Con la venia
Fernando Santiago
Pelotas y chivatos
Su propio afán
De vez en cuando, en alguna reunión, ya tarde, alguien, con voz de víctima, confiesa que la buena educación supone un hándicap -una tara- para la vida moderna. Facilita que los bárbaros nos pasen por encima, nos pisoteen o, como mínimo, se nos cuelen en la cola de la pescadería. "A estas alturas", se resigna, "qué puede hacer uno, si lo lleva en la sangre, pero…" El resto de los presentes pone cara de por-supuesto-yo-lo-mismo y se declara pisoteado con muchísima frecuencia, ¡faltaría más! Llama la atención lo rápido que todos nos contamos en el número de los irremediablemente educados. Todavía más: de los exquisitos hasta el martirio.
Dejemos, por la cuenta que nos trae, la investigación de hasta qué punto cada cual es educado de verdad. Centrémonos en la cuestión importante: las buenas maneras, ¿son un infortunio? Tan contraproducentes no serán. Por darwinismo social, primero. Si la buena crianza fuese una discapacidad, habría desaparecido de un mundo salvajemente competitivo. Cierto que la delicadeza es escasa y parece siempre a punto de quebrarse, pero no desaparece nunca. La segunda razón es sentimental: todos queremos educar con finura a nuestros hijos. Si fuese tan malo como decimos, no los abocaríamos a tamaña desgracia.

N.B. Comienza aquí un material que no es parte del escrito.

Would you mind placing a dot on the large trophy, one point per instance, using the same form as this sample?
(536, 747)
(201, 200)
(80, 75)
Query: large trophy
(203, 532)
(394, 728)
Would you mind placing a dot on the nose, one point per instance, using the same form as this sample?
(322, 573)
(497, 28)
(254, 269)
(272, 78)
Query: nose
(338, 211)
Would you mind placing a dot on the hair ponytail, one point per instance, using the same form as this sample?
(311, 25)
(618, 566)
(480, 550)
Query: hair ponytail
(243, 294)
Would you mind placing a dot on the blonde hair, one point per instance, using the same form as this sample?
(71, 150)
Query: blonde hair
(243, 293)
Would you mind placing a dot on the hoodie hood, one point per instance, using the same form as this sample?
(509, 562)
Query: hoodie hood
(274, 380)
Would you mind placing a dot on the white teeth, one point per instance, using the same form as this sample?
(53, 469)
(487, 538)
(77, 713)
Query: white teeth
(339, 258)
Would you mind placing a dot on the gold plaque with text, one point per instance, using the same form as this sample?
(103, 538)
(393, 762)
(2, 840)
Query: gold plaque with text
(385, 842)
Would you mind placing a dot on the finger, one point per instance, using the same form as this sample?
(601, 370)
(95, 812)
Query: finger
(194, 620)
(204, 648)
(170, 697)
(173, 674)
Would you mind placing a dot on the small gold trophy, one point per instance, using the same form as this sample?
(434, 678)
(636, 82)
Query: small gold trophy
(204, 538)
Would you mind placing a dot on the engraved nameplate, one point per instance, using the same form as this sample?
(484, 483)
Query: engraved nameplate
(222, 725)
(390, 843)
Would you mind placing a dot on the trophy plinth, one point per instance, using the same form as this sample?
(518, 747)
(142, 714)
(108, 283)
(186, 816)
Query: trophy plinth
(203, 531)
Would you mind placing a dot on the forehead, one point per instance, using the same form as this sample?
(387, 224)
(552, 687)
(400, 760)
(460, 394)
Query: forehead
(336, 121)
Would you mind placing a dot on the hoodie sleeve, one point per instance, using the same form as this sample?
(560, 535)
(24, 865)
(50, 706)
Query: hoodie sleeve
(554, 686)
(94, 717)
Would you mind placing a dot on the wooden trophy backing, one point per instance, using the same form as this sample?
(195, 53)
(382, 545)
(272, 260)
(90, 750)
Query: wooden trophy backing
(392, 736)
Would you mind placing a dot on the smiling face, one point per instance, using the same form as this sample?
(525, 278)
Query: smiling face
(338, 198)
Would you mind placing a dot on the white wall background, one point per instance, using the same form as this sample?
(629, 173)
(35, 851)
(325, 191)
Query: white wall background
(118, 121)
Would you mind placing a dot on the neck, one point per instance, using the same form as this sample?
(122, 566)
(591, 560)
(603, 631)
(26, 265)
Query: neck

La buena educación, si es buena, porque también existe la buena educación mala, que encubre como nada las intenciones dañinas, si es buena, digo, no puede significar ninguna ventaja de por sí. Tomar ventaja no es propio de un caballero. Pero sí evita los gravísimos inconvenientes que derivan de la mala educación. Ésta puede servir para colarte una vez en una fila o para echar la pata por alto. Y ya. A medio plazo, te descalifica. Y da la cara más pronto que tarde, porque, como avisaba Oscar Wilde, la educación es lo primero que se pierde cuando no se tiene. Resultar ofensivo es lanzar un boomerang que de inmediato se vuelve contra uno.

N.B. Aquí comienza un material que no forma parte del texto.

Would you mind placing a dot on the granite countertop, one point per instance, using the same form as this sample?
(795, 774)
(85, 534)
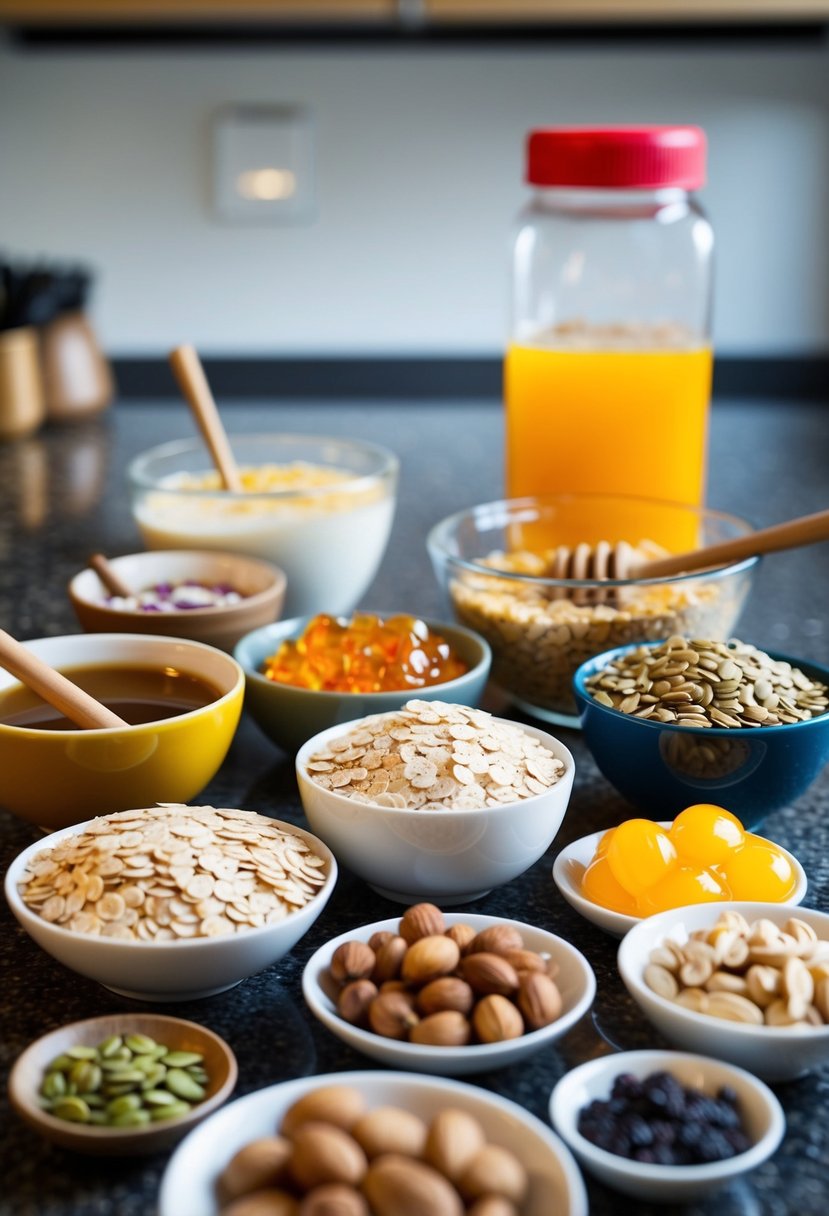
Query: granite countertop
(63, 495)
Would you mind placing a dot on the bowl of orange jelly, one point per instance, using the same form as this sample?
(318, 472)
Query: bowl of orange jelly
(308, 674)
(641, 868)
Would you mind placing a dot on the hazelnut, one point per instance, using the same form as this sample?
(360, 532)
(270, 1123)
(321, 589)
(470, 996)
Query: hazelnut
(494, 1171)
(495, 1019)
(323, 1153)
(265, 1202)
(379, 939)
(390, 1130)
(461, 934)
(389, 960)
(392, 1015)
(421, 921)
(539, 1000)
(489, 973)
(447, 992)
(398, 1186)
(454, 1140)
(497, 939)
(259, 1164)
(445, 1029)
(333, 1199)
(429, 958)
(351, 961)
(337, 1104)
(354, 1000)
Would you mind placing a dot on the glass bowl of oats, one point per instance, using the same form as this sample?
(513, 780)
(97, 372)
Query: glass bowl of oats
(316, 506)
(171, 902)
(494, 562)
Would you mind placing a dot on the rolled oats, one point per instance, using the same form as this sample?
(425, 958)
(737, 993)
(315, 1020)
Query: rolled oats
(173, 856)
(436, 756)
(539, 637)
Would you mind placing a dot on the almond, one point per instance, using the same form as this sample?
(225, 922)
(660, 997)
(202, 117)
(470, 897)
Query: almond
(351, 961)
(421, 921)
(337, 1104)
(390, 1130)
(445, 1029)
(447, 992)
(489, 973)
(496, 940)
(455, 1137)
(323, 1153)
(539, 1000)
(429, 958)
(495, 1019)
(398, 1186)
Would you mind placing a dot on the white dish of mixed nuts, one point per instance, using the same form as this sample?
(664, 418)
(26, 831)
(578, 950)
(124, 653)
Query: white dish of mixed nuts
(433, 1005)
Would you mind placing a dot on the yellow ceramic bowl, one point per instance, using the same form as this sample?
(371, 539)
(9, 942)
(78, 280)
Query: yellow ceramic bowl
(56, 778)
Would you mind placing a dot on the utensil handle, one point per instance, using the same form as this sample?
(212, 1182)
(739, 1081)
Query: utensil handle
(73, 702)
(805, 530)
(107, 575)
(189, 372)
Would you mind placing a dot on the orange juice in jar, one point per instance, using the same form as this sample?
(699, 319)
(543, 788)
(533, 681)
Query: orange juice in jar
(608, 372)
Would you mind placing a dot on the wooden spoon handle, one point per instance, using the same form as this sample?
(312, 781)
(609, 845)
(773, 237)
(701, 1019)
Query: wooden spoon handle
(805, 530)
(189, 372)
(105, 572)
(73, 702)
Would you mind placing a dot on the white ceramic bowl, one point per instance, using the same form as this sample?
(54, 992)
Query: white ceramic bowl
(776, 1053)
(571, 862)
(260, 584)
(328, 540)
(445, 856)
(168, 970)
(575, 981)
(190, 1180)
(761, 1113)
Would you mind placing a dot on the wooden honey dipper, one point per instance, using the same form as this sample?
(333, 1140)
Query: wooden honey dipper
(604, 561)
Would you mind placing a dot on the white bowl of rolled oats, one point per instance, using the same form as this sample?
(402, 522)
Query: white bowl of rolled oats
(435, 800)
(495, 562)
(171, 902)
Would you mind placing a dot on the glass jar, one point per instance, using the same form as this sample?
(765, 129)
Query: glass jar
(608, 371)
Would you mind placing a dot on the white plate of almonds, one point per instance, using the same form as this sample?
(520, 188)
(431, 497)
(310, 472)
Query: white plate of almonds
(573, 861)
(554, 1184)
(171, 902)
(483, 1013)
(791, 949)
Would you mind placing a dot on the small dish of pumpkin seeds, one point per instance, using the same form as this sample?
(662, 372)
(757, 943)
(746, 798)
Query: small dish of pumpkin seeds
(122, 1084)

Aunque también hay una mala buena educación, contra la que hay que estar muy alerta. Es aquella tan evidente que pone en evidencia al prójimo, y lo incomoda; la que no sabe tener, para no encorsetarse, su pizca de sprezzatura, como prescribían los renacentistas, o de freedom of manners, como aspiran en Inglaterra, o de gracia, como preferimos nosotros. Una elegancia satisfecha no satisface. Presumir, ni para lamentarse; ni para lamentarse siquiera de lo extremadamente duro que supone, ay, ser tan educado.